SAMPAI akhir Mei 2024 ini, masyarakat masih dibuat terheran dengan sikap (subjektif) pemerintah cq. rezim ini yan memberikan karpet merah kepada perusahaan teknologi informasi StarLink milik CEO Tesla & Space-X Elon Musk.
Tak hanya diberi panggung khusus saat pelaksanaan pembukaan WWF/ World Water Forum minggu lalu di Bali, yang mana lazimnya hanya diberikan kepada tokoh selevel kepala negara/ pemerintahan, namun juga sempat direncanakan meresmikan layanan StarLink-nya bersama Presiden Joko Widodo, namun mendadak urung saat-saat terakhir dan hanya ditemani para menteri.
Masih untung foto yang sempat viral (banyak disebut sebagai "ndoro tuan dan para bedinde"-nya) yang menampilkan Ndoro Elon duduk sendirian seolah-olah dikawal oleh para bedinde yang berdiri rapi di belakangnya tersebut tidak ada sosok kepala negara Indonesia.
Sebab kalaupun hal itu tidak ada dalam foto, sebenarnya perlakuan kepadanya sudah menunjukkan apa yang divisualisasikannya. Mulai dari tahun 2020 lalu Presiden kita sowan khusus kepadanya di Amerika, berbagai Upaya lobi yang coba dilakukan sebelumnya (dan nyaris tidak berhasil) sampai saat foto kemarin, setidaknya sudah merepresentasikan hal tersebut.
Bagaimana tidak? Mulai dari digadang-gadang ditawari akan membuat pabrik mobil listrik/ EV Tesla di Indonesia, kemudian terakhir sekedar hanya memproduksi baterainya saja, semuanya bak pepesan kosong belaka.
Jadi rencana akan adanya Gigafactory Tesla sebagaimana di China, Meksiko dan Jerman tampaknya masih sekedar omon-omon belaka.
Terakhir meski juga belum mulai direalisasikan, Tesla lebih memilih India dibanding Indonesia untuk rencana besarnya itu. Padahal semua kemudahan sudah diberikan kepadanya tapi tampak masih bertepuk sebelah tangan saja.

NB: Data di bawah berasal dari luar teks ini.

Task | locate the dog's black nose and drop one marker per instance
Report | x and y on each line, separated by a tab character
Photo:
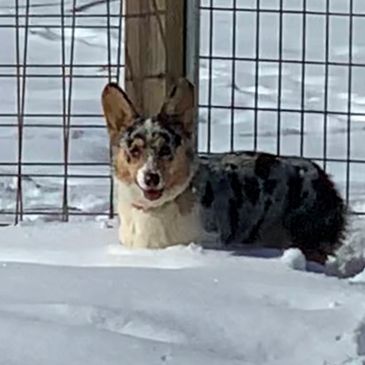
152	179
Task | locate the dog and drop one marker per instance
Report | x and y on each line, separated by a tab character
168	195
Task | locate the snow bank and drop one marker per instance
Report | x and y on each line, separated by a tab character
69	293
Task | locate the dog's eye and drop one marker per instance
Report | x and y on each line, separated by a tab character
135	152
165	151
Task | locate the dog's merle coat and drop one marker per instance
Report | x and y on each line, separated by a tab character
246	196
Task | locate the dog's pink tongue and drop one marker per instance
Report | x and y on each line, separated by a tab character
152	194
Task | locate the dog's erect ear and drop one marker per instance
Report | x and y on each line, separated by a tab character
119	111
180	105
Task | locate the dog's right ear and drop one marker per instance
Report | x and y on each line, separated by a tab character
119	111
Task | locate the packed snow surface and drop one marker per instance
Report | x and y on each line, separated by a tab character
71	294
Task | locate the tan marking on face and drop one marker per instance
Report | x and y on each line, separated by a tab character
126	167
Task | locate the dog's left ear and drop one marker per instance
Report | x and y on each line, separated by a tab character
119	112
180	105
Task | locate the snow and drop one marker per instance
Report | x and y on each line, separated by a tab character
88	136
69	293
294	258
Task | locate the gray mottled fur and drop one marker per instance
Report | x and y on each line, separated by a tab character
257	197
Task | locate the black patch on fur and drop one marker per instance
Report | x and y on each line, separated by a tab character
317	226
233	212
263	165
270	185
252	237
208	196
251	188
236	188
268	204
295	186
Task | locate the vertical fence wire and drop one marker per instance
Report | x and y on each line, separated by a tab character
21	93
349	100
303	74
233	73
326	83
280	77
24	71
257	76
210	77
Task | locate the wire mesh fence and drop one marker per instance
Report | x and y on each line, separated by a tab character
286	77
282	76
56	58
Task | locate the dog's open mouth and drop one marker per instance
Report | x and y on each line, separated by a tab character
152	194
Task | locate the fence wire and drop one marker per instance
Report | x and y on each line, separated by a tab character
58	56
282	76
286	77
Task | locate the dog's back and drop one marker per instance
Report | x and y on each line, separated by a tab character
258	197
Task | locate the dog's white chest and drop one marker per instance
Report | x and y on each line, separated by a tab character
158	228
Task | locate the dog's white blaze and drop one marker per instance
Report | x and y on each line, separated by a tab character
160	227
148	167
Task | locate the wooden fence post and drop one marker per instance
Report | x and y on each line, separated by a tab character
154	50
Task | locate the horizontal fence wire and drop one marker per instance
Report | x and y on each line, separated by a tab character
54	151
276	76
286	78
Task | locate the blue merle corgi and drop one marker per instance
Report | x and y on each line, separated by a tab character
168	195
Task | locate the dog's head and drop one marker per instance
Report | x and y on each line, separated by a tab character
152	156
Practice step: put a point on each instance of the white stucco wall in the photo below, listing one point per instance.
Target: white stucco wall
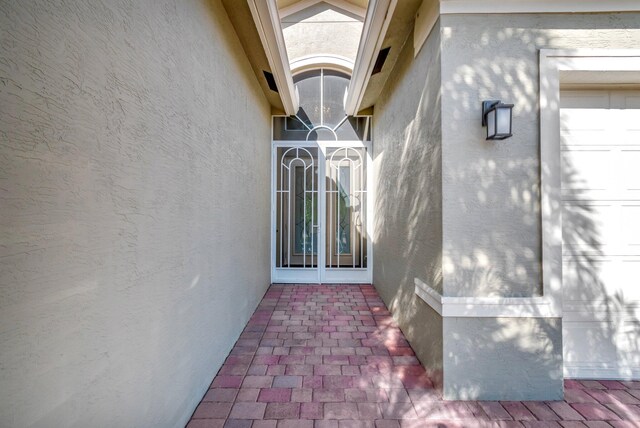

Bisnis lain akhirnya sebagai jurus pamungkas yang ditawarkan kepada Elon Musk adalah produk teknologi informasi dan dijawabnya dengan StarLink, dimana sekaligus ada tiga teknologi yang langsung ditawarkannya:
1. Sebagai Backbone infrastruktur, dimana Satelit LEO/ Low Earth Orbital bisa menggantikan fungsi BTS/ Base Transceiver Station dan FO/ Fiber Optic, 2. Sebagai ISP/ Internet Service Provider alias penyelenggara jasa internet dan 3. Sekaligus sebagai platform digital bersama kontennya.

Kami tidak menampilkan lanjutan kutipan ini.